At Toulouse, Bordeaux, Montpellier, Marseilles, where the Protestants were of too small numbers to afford the opportunity of throwing more importance into the religious than into the political question, there was no stir. The attitude of these places preserved the south from civil war, and the conspirators were driven to seek the aid from foreign powers, which their own country refused them.
When quiet was restored at Nismes, the Reformed opened a place of worship there, according to the right which had been guaranteed to them by the Constitution. They placed this inscription upon the front: “An edifice consecrated to religious worship by a private society: peace and liberty.” The venerable Paul Rabaut pronounced the inaugurative prayer, with a faltering voice and tearful countenance.
In the other provinces of France, the Protestants also applied themselves to their new organization, paying the pastors from their own purses, as they had long been accustomed to do, and no longer seeking from the civil power anything else than the preservation of their liberty under the safeguard of the common laws.

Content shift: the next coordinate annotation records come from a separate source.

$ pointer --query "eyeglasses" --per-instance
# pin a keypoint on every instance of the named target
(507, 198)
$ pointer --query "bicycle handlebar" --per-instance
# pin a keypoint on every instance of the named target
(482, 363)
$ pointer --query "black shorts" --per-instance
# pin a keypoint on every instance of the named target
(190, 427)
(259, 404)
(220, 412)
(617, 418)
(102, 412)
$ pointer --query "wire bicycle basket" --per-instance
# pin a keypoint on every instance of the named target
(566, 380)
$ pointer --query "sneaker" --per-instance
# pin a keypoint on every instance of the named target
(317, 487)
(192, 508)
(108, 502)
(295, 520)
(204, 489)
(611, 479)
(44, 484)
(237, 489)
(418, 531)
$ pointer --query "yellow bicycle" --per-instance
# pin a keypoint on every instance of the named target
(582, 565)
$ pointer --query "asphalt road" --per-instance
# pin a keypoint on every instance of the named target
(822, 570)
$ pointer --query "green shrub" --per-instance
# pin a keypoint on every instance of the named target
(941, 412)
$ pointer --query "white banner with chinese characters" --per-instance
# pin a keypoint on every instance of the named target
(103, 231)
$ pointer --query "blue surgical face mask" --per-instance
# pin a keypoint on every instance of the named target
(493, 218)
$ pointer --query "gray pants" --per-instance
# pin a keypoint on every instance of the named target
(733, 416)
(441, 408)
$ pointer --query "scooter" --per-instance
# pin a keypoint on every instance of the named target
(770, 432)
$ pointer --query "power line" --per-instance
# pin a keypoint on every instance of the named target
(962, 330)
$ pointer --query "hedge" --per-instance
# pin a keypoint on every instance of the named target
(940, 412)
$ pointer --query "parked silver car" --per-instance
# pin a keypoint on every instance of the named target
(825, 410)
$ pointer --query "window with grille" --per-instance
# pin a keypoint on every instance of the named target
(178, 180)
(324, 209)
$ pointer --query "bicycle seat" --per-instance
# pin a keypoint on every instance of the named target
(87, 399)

The Revolution, however, daily exhibited a more hostile feeling towards the (Roman) Catholic clergy. After having deprived them of their property, it was determined to impose upon them a constitution and an oath. This was the work of the Jansenists, and particularly of the representative Camus. They were irritated by the remembrance of the long injuries inflicted upon them by the majority of the priests, and they were unfortunately powerful enough to draw into their quarrel the party of the Left in the Constituent Assembly, which had a presentiment it was about to commit a serious mistake. The Protestants took no part in this debate.
The Civil Constitution imposed upon the (Roman) Catholic church, precipitated the Revolution out of the limits, which it ought to have respected. A great part of the clergy resisted. The priests, who were refractory or had not sworn, fled to the woods and caves, pursued by the insults of that same people, who had so many times outraged the pastors of the Reformation. France had not been taught by her spiritual leaders to bow before the independence of the human conscience, and the ministers of Rome were now the victims of the lessons of persecution they had themselves taught. Woe to them, who take the sword of intolerance; sooner or later it recoils upon themselves!
These sad conflicts do not belong to our subject. The (Roman) Catholic clergy, we say freely, did their duty then, and the politicians failed in theirs. They outstepped the boundaries of civil authority by pretending to regulate ecclesiastical points in which doctrine was necessarily implicated; and having been guilty of this first error, they committed a second—that of attacking, and of proscribing religion itself, in order to take revenge for the lawful resistance with which they had been met.
It is true that no express law was ever passed against religious liberty. The Constitution of 1793 still contained an article (22), which professed to guarantee to the whole French people the free exercise of their worship. But the Convention by the arbitrary acts of its agents, overthrew the rights it had inscribed in its legislation, and itself passed decrees which assailed every religious communion. Thus, on the 22nd September, 1793, it replaced the ancient division of the week by that of the Decade, and attempted to compel all the French people to work on the Sabbath, whatever might be their scruples of faith.
This unjustifiable tyranny was not exercised without opposition, in spite of the terror which weighed upon France. The younger Rabaut relates, in his Ecclesiastical Repertory, a circumstance connected with the Protestant communion, which happened in the commune of La Salle (Gard): “A country labourer, called Alègre, about sixty years of age, was arrested and thrown into prison for not having worked on a Sunday. A week after, this man, dressed in his best clothes, presented himself before the committee. Being asked what he wanted, he replied that he was now an old man, that he had worked the whole week long, that he absolutely required rest; that if he went to work on the Sabbath he would be only robbing his employer, and that he preferred to be put in prison. The committee, who expected that he was about to denounce some one, were surprised by his answer and sent him home.”
On the 7th of November, 1793, Gobel, the constitutional bishop of Paris, abjured the (Roman) Catholic faith at the bar of the Convention, accompanied by some priests, who were well worthy to follow in his rear. He laid down the insignia of his office upon the table, declaring that there was no necessity for any other worship than that of liberty, equality, and morality. Certain members of the Assembly, (Roman) Catholic and Protestant ecclesiastics, followed his example. The Bishop Gregory alone had the courage to ascend the tribune and disavow this apostasy. Rabaut Saint Etienne was then absent and proscribed.
The abjuration of Gobel was the signal for the invasion of the churches and the abolition of all religious worship. No one spoke any longer, according to the language of the period, but of invoking reason, of listening to the voice of nature, of lighting the lamp of truth upon the altar, and of rendering mankind happy by stifling the monster of superstition.